Catalina ofereceu um almoço de domingo a parentes e amigos da comunidade a fim de pagar uma promessa feita a Santo Antonio que, segundo ela, ajudou-a a encontrar seu celular perdido. Na mesa, além dos conhecidos, estava uma espécie de elite local, como um marinheiro aposentado, uma líder comunitária e um comissário de polícia. Todos presos, suspeitos de participação no sumiço de Loan. A farsa de que o menino se perdeu pelo descampado depois de voltar de um pomar onde estavam colhendo laranjas parecia uma explicação razoável, mas não parava em pé. O laranjal nem mesmo tinha laranjas. Centenas de amigos e vizinhos varreram a região e nada encontraram, além de um pé de sapato do menino, deixado propositalmente para confundir as equipes de busca.

Ficções

Então começaram as hipóteses mais delirantes. Foi ventilada a possibilidade de o garoto haver sido atacado por um animal selvagem. Isso fez com que a ministra da Defesa da Argentina, Patricia Bullrich, fosse até o local e prometesse entregar aparelhos de radiografia para examinar a barriga de jacarés e pumas – o realismo fantástico do governo de Javier Milei não é uma piada, é apenas a bizarrice habitual com que a extrema-direita lida com casos sensíveis às vidas humanas. Está se criando por lá algo como o Febeapá portenho. Até mesmo um midiático advogado que se propôs a defender a família Peña em troca de holofotes não descartava a hipótese do garoto ter sido sacrificado em um ritual satânico, colocando a octogenária avó Catalina sob suspeita de ser a curandeira responsável pela cerimônia macabra, o que jogou-a praticamente na fogueira da opinião pública.

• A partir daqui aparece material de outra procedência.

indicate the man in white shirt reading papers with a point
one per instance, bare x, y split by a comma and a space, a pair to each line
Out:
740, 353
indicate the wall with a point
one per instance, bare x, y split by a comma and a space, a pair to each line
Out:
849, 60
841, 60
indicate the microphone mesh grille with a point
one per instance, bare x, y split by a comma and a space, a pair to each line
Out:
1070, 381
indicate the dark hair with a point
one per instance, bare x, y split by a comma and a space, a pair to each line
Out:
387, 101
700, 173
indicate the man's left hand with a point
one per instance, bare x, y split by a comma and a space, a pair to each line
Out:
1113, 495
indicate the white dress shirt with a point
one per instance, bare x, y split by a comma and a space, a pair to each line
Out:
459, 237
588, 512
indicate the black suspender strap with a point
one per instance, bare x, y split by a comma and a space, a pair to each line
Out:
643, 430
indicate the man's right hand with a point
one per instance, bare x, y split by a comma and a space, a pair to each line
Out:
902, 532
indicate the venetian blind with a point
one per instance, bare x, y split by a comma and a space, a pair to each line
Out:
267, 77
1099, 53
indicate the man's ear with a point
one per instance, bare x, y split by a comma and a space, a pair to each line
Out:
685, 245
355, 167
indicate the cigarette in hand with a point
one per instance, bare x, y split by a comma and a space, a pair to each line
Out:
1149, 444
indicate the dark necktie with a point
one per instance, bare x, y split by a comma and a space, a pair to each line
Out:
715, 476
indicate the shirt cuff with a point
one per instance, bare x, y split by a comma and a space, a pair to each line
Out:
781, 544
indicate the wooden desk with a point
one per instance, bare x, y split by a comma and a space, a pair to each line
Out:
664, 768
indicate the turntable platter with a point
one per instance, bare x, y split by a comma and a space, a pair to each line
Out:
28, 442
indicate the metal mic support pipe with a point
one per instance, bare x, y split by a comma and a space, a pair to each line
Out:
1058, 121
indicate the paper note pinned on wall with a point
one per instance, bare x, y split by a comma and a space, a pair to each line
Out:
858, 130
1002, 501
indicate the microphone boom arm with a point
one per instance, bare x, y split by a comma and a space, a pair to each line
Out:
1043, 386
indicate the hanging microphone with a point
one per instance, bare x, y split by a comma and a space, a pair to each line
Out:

Por falar em fogueira, a população local já foi às ruas com faixas e tochas e apedrejaram a casa onde uma tia do garoto, acusada de participar do esquema, estava hospedada. 

Realidade

Segundo dados oficiais, há 1.777 crianças e adolescentes desaparecidos na Argentina. E algo em torno de 1.500 denúncias anuais de menores que sumiram. Boa parte deles caíram nas mãos de máfias que as vendem com as piores intenções possíveis. Testemunhas denunciam até a polícia e agentes do governo de estarem por trás do sequestro. Tanto é que as investigações estão nas mãos da polícia federal.

Resta à família acender velas para que Santo Antonio encontre o pequeno Loan, apesar de que isso me parece uma tarefa um tanto mais complexa do que achar um celular. Nesse meio tempo, o governo estuda uma forma diplomática de convencer os jacarés da região a deixá-los  fazer uma radiografia em suas barrigas impolutas.